Site preparation burning is generally performed after a final timber harvest and as part of the reforestation activities. The objective of this burn, which is normally performed in the fall, is to get the fire as hot as possible in order to reduce logging slash and debris. This type of fire exposes bare mineral soil, thereby making it easier to plant seedlings for a new forest.

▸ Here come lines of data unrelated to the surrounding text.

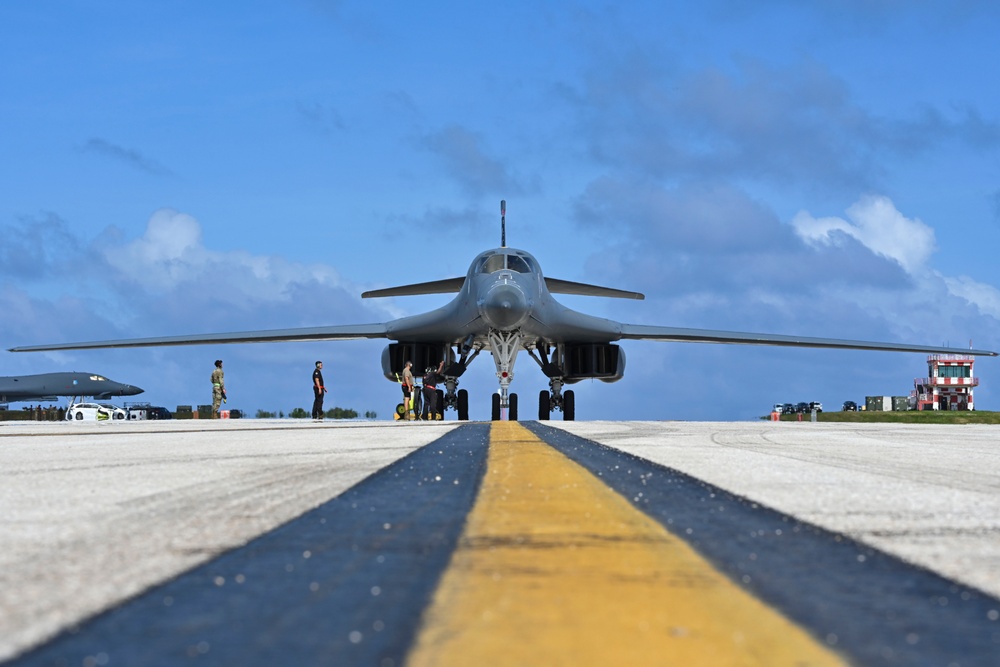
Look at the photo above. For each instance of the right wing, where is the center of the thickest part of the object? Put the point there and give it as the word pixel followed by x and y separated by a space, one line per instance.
pixel 557 286
pixel 342 332
pixel 679 335
pixel 447 286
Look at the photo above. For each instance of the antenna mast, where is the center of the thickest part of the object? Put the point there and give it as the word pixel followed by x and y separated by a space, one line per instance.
pixel 503 223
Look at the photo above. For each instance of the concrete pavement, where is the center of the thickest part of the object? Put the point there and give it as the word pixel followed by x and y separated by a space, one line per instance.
pixel 94 514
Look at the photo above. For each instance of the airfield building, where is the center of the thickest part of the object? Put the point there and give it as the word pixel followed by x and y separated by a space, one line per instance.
pixel 948 385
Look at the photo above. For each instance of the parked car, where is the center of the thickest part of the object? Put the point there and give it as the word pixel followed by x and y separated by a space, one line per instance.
pixel 94 412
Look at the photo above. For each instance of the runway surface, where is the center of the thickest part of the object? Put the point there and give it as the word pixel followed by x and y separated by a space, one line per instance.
pixel 254 542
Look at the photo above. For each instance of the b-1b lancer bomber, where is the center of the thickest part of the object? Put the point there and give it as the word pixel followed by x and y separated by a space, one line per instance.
pixel 49 386
pixel 504 305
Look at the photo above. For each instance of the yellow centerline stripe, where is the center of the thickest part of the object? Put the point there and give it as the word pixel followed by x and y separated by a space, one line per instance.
pixel 555 568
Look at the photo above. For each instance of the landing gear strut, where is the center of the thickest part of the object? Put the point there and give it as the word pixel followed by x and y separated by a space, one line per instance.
pixel 556 399
pixel 505 345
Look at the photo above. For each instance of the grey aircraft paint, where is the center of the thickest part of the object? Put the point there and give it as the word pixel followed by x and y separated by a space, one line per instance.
pixel 49 386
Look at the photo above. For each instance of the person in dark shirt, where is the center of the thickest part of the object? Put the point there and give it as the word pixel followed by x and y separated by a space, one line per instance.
pixel 431 379
pixel 319 390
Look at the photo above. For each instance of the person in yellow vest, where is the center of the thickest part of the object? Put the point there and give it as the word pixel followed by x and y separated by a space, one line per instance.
pixel 218 388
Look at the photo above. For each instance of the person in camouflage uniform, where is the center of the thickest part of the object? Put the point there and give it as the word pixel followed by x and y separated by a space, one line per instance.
pixel 218 388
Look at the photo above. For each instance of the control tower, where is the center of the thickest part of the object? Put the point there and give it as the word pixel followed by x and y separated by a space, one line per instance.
pixel 948 386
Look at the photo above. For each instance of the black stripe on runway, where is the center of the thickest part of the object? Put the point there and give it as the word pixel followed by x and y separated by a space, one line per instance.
pixel 869 606
pixel 343 584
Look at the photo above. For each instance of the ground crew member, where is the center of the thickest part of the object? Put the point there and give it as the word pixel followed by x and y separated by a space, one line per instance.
pixel 319 389
pixel 431 378
pixel 218 388
pixel 408 392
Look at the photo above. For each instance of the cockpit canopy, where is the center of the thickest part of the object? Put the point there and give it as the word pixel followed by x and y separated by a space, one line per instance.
pixel 492 261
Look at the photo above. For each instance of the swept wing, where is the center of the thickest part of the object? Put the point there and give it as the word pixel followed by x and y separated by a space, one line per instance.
pixel 682 335
pixel 342 332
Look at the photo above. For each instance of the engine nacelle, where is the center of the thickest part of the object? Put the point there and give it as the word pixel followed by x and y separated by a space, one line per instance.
pixel 600 361
pixel 423 355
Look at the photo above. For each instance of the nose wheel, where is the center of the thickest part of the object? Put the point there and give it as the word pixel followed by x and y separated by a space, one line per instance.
pixel 511 407
pixel 556 400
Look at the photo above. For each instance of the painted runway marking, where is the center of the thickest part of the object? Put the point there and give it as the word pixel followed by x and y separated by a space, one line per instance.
pixel 343 584
pixel 874 608
pixel 564 560
pixel 556 568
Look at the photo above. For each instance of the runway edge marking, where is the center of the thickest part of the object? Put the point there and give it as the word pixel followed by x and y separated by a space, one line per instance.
pixel 555 567
pixel 873 607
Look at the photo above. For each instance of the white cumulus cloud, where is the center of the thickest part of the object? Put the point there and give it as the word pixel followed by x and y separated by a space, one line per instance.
pixel 876 224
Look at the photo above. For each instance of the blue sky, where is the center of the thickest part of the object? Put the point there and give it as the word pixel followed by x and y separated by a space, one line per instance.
pixel 824 168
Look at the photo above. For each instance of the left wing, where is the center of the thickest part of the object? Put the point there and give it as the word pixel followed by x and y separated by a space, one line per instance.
pixel 680 335
pixel 342 332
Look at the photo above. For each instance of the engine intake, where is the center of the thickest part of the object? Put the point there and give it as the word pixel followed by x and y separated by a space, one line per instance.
pixel 600 361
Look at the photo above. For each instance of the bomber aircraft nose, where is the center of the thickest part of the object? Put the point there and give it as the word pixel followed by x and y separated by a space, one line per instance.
pixel 504 307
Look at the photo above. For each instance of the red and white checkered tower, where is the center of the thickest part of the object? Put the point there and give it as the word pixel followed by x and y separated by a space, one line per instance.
pixel 949 385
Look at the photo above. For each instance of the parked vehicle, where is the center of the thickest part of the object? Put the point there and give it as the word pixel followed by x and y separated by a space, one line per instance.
pixel 146 411
pixel 95 412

Depending on the primary objective, woods or understory burning (more readily known as prescribed burning) is performed beginning in the winter months and extends into the early summer months. Prescribed fire can benefit a forest on many levels. It protects the crop trees from devastating wildfires by reducing fuel loads, and recycles the nutrients from these fuels back to the soil. Performed and timed correctly, these nutrient influxes can produce results similar to a light fertilizer application. Fire also sets back the natural succession of a stand by controlling unwanted hardwood competition that competes with the crop trees for sunlight, nutrients, and water. A proper fire regime maintains high quality understory herbaceous vegetation, making the stand attractive to many species of wildlife. Fire promotes more palatable legumes and forbs; many of which are high in essential nutrients, and in some cases promotes wiregrass and other native warm season grasses that are aesthetically pleasing and beneficial to many native wildlife species. Prescribed burning on a continuous and balanced rotation also increases beneficial insect populations that are utilized as a food source by wildlife, while decreasing detrimental parasite and disease-causing organism populations. A consistent fire regime implemented over a period of years, can reduce future reforestation costs. Light prescribed burns can improve stand access for hunting and other recreational uses, and create a more appealing, park-like appearance. Research indicates that managed tracts receive higher land and timber prices than those that are unmanaged. When you consider all the benefits it provides, prescribed fire is an incredibly cost-effective and powerful management tool.

The Native American Indians were on to something! With all these benefits, how could prescribed burning not be a major part of your overall natural resource management planning?